Nein. Es ist zwischen Energie und Ökonomie zu unterscheiden. Das négaWatt- Szenario zielt auf die Senkung unseres Energieverbrauchs ab, nicht auf die Verringerung des BIP. Die Wirtschaft kann als Gewinner aus dem Wandel hervorgehen, das haben zahlreiche Berichte gezeigt. In seinem Szenario geht négaWatt Frankreich davon aus, dass durch die Energiewende bis 2040 300’000 zusätzliche Stellen im Bereich der Gebäudesanierung und 135 000 im Bereich der erneuerbaren Energien geschaffen werden können. Es werden Arbeitsplätze wegfallen, aber andere werden entstehen. Eine geringere Umweltverschmutzung und die körperliche Aktivität durch das Zurücklegen von Strecken zu Fuss oder mit dem Velo generieren einen unglaublichen Gewinn für die Wirtschaft.

Heute geht ein Drittel des Energieverbrauchs auf den Transport zurück. Diese Zahl wird laut Ihren Prognosen durch die stärkere Nutzung von Velos, öffentlichen Verkehrsmitteln und Elektrofahrzeugen im Jahr 2050 auf 15 % sinken. Diese Prognosen gehen auch von weniger Kurzstreckenfahrten aus. Also mehr Homeoffice?

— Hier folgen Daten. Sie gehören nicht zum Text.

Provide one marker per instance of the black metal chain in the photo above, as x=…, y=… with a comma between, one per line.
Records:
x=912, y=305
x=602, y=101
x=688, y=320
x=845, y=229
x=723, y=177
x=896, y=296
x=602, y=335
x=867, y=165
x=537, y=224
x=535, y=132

Wir prognostizieren mehr Arbeiten im Homeoffice, aber auch eine strukturelle Suffizienz. Diese beinhaltet, unsere Raumordnung zu überdenken, um näher am Arbeitsplatz zu wohnen, das Coworking auszubauen, die Tätigkeiten allgemein zu überdenken und Abteilungen zu dezentralisieren. Unser Szenario bindet eine starke Wiederansiedlung der Schweizer Industrie ein, was zu einer Steigerung des Energieverbrauchs der Schweiz führt, aber zu einer Verringerung auf internationaler Ebene, da die für den Frachtverkehr notwendige Energie eingespart wird.

Die Wiederansiedlung der Industrie ist ein zukunftsweisendes Thema, das sich allerdings nur mühsam konkretisiert.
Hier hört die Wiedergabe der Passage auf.